To be honest, we might have let the unbelievable unforced errors by Rollie’s Tax Hike team cloud our judgment. We thought there was no way a political operation that kidnaps children for press conferences and tries to sneak political propaganda into back-to-school packets would be able to manage the challenge of signature gathering.
What we should have remembered is that people will sign any petition. Pedestrians on the 16th and Pearl Street Malls have become so accustomed to being harassed by the $8/hour clipboard cavalry that they will sign anything, just out of habit.
But much like Rollie Heath, after today Initiative 25’s best days will be behind it. There is no doubt it will fail.
Nobody votes to raise their taxes in a recession. For the voters that don’t automatically recoil at such economic insanity, independent studies showing up to 119,700 jobs could be lost if it passes will help push Heath’s initiative toward certain defeat.

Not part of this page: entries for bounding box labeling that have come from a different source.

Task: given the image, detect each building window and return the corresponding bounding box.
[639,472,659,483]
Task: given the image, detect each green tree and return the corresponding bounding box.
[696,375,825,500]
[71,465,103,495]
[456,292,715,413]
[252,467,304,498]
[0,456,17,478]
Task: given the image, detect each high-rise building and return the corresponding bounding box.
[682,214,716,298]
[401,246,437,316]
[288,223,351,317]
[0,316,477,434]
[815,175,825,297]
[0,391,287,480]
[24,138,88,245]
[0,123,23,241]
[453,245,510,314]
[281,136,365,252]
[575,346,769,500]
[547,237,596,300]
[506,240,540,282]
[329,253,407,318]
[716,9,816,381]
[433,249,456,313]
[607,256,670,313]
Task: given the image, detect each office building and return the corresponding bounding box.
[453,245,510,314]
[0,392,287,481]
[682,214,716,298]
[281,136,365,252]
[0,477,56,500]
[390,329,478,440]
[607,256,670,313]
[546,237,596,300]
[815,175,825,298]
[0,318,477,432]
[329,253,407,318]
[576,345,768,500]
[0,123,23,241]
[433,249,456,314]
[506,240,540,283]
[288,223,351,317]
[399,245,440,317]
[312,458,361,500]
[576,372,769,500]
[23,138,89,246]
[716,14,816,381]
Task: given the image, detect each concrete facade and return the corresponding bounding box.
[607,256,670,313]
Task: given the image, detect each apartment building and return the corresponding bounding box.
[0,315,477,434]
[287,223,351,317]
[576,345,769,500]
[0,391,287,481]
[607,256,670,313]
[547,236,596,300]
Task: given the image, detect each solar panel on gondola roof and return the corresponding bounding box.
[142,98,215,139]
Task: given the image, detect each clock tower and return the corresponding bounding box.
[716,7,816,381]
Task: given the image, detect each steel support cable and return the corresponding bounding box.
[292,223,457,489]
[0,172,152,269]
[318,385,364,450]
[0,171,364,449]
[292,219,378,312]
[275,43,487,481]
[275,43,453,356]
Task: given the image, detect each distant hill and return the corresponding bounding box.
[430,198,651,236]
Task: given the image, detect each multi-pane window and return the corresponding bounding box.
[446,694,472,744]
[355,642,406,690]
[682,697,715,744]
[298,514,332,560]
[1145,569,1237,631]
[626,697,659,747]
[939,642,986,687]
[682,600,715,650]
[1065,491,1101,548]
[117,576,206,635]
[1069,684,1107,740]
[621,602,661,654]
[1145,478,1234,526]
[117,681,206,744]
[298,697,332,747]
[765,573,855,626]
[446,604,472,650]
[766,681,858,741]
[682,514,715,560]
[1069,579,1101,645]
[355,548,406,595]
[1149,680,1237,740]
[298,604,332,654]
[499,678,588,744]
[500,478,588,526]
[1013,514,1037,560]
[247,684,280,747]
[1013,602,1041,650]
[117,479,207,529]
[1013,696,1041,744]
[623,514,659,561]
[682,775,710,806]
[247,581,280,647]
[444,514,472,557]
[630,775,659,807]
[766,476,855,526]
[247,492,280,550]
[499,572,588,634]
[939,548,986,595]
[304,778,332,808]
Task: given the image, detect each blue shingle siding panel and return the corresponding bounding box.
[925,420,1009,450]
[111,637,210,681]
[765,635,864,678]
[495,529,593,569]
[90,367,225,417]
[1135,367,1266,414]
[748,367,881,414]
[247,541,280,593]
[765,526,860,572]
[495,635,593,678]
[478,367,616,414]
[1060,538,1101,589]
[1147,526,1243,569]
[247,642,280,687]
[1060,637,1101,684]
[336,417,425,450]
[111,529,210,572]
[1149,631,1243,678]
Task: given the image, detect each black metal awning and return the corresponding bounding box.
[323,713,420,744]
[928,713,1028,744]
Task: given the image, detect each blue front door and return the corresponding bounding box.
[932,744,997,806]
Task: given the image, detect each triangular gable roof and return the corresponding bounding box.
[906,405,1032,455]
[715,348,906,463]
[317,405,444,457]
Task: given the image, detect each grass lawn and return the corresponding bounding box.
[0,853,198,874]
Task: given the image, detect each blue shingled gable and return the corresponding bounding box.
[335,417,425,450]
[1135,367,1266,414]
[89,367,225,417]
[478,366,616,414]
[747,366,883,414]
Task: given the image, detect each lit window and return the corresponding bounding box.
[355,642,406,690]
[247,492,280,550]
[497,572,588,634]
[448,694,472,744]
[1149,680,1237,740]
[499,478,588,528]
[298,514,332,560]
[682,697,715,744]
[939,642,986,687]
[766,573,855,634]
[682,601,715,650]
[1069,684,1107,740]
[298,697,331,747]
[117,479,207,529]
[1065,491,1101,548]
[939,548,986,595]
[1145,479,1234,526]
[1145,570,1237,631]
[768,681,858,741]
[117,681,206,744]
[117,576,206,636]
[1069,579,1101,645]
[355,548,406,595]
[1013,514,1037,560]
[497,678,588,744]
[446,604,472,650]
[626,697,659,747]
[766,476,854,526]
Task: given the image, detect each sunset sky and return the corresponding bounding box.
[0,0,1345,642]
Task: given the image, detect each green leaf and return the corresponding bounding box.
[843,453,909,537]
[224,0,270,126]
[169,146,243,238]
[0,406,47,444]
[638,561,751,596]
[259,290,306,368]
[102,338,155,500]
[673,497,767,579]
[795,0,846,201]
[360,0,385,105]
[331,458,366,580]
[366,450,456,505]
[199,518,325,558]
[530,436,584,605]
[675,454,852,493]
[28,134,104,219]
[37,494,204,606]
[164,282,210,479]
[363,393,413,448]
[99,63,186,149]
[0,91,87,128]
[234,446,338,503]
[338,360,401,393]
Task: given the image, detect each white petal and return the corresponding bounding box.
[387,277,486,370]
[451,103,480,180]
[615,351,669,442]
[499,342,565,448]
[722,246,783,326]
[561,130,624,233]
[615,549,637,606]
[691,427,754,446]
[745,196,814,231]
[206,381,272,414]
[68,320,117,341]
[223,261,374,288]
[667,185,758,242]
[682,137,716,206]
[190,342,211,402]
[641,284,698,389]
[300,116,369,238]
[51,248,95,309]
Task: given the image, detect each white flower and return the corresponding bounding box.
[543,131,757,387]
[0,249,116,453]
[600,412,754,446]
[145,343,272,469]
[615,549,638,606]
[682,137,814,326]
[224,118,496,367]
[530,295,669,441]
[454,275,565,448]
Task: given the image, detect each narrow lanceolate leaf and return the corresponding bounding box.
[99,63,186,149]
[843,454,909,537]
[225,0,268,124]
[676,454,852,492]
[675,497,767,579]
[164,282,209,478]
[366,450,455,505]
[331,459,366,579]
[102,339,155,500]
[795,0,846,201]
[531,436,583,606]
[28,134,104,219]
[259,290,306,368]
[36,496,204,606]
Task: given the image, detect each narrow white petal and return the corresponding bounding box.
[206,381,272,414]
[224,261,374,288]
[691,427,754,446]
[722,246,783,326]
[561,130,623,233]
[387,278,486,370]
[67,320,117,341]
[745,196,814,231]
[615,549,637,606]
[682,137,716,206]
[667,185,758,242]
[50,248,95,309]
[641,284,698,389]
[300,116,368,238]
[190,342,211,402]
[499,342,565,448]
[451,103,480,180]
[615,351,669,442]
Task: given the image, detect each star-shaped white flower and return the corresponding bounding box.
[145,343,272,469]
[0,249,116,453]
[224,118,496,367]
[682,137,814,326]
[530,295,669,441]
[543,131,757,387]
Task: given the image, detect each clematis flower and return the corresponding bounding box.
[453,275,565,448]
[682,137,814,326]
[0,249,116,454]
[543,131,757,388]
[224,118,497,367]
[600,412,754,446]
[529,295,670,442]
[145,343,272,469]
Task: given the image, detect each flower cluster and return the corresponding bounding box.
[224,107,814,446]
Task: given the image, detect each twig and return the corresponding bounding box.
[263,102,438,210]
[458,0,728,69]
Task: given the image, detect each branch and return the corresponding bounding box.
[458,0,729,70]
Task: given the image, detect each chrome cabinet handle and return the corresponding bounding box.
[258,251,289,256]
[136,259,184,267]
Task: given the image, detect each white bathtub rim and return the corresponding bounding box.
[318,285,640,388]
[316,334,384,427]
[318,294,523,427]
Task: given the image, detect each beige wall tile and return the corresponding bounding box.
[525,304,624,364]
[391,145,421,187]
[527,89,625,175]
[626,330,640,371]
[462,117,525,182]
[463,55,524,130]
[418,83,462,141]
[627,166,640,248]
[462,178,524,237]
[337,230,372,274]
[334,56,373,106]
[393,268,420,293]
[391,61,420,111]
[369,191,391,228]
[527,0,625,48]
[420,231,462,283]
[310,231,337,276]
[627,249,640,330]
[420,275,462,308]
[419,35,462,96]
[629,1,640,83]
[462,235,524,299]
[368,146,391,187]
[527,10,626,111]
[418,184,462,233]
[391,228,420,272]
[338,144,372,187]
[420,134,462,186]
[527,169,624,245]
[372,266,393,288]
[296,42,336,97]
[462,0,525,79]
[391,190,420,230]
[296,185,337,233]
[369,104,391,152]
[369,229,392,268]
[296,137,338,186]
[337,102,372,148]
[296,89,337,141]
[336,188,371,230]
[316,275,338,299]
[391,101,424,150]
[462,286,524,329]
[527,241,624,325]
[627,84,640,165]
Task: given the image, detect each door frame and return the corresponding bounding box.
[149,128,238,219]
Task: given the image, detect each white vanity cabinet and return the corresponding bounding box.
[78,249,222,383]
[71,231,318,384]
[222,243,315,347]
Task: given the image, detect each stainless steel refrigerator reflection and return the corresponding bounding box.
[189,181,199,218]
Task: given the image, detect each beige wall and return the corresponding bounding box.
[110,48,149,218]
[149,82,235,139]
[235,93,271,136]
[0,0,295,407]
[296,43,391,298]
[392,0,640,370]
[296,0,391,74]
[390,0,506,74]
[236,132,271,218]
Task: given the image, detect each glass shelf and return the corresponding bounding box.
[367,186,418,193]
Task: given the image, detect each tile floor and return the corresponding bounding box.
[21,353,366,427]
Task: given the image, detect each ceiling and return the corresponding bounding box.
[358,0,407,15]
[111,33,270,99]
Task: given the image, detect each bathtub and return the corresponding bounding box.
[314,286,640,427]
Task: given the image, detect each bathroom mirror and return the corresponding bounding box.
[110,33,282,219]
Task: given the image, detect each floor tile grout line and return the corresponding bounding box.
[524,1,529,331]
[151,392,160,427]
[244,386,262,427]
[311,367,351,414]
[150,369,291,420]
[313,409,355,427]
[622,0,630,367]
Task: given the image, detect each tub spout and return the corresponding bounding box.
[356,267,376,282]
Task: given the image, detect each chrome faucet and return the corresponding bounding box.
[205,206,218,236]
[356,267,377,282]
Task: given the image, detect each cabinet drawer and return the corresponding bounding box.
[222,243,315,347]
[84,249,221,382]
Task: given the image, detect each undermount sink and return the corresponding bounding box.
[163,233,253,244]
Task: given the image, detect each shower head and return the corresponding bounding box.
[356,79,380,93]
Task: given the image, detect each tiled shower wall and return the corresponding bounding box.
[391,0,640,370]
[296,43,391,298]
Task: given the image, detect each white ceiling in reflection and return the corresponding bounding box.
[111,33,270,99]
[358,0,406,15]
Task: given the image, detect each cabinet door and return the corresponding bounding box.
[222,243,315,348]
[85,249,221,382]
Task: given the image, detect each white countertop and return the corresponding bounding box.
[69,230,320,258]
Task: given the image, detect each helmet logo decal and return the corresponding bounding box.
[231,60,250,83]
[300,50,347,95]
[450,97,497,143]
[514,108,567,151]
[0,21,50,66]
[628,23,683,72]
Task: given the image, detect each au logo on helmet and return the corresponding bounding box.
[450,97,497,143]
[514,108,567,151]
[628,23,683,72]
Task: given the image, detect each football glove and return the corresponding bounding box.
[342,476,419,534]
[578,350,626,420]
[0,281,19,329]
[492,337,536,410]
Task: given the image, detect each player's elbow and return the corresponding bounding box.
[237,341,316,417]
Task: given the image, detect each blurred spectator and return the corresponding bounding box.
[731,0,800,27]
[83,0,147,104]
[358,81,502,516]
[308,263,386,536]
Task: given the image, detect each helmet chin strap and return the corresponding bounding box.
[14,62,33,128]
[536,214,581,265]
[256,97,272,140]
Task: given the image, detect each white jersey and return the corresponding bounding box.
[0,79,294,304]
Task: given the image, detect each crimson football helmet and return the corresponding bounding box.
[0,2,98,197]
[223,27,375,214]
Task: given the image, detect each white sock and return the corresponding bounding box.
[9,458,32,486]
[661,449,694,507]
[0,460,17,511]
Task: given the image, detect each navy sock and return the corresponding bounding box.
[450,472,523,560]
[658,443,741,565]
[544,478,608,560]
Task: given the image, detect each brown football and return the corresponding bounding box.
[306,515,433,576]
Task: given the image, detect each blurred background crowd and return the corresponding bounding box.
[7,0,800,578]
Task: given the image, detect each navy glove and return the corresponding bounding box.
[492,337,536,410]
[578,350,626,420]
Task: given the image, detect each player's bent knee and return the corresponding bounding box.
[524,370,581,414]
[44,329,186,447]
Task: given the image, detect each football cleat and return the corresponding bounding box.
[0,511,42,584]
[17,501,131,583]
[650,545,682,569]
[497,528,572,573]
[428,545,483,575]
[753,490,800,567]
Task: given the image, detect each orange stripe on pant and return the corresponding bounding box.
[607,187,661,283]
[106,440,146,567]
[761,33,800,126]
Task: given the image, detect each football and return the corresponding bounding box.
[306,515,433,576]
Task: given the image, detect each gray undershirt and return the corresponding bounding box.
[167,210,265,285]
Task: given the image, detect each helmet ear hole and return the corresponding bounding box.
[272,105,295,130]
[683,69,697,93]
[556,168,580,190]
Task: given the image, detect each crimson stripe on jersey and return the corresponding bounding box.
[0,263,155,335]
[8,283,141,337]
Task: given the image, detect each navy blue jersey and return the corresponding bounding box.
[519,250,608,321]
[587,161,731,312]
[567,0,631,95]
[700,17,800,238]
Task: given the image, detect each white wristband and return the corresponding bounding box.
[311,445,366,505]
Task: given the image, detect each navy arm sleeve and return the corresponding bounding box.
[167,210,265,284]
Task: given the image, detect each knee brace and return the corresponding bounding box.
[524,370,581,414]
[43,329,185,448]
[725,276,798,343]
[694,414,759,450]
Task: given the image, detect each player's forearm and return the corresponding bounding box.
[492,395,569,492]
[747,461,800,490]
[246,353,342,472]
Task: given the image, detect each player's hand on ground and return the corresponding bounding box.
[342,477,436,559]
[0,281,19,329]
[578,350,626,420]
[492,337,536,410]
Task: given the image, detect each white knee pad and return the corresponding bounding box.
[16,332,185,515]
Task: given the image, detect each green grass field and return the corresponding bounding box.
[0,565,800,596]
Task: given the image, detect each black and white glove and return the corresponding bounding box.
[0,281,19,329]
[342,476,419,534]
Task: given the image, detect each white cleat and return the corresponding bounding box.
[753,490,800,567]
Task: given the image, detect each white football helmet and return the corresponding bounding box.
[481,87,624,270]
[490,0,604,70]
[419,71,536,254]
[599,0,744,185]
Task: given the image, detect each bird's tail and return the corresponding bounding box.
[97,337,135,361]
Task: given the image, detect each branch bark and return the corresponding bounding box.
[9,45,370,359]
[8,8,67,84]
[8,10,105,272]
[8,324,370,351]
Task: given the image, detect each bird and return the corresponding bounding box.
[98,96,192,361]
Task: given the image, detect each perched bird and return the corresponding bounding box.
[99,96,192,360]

While Heath hemmed and hawed at the press conference when Joe Hanel of the Durango Herald asked what percent of signatures were gathered by paid canvassers, he ultimately coughed up it was 2/3. We guess it’s probably higher in reality, but regardless it makes the number of signatures gathered only a reflection of the capital expended, not support garnered.
As previous failed initiatives have demonstrated, signature gathering and vote gathering are two very different beasts.
Just look at a couple of recent examples from the dustbin of failed ballot initiatives, when only 74k, not 86k signatures were required:
- Amendment 52 — Oil and Gas funds (2008): 137,341 (Lost 36-64)
- Amendment 61 — State & Local Debt (2010): 138,867 (Lost 27-73)
- Amendment 47 — Right to Work (2008): 133,000 (Lost 44-56)
- Amendment 48 — Personhood (2008): 131,000 (Lost 27-73)
One other notable initiative that springs to mind — Amendment 59 from 2008. Despite nearly 20 times the funding Initiative 25 has so far, and the full-on support of then-Speaker Andrew Romanoff, Amendment 59 went down in flames, losing 45-55.
It wasn’t even advertised as a tax increase, and still voters rejected it. More on Amendment 59 in the coming days and weeks.
With all that electoral history going for it, Initiative 25 also suffers from a Governor who has publicly dismissed its chances and open opposition from groups on the left for not going far enough.
We might have gotten the timing wrong, but there is no question Rollie Heath’s tax hike is guaranteed to fail.
It’s just going to take a little longer to die.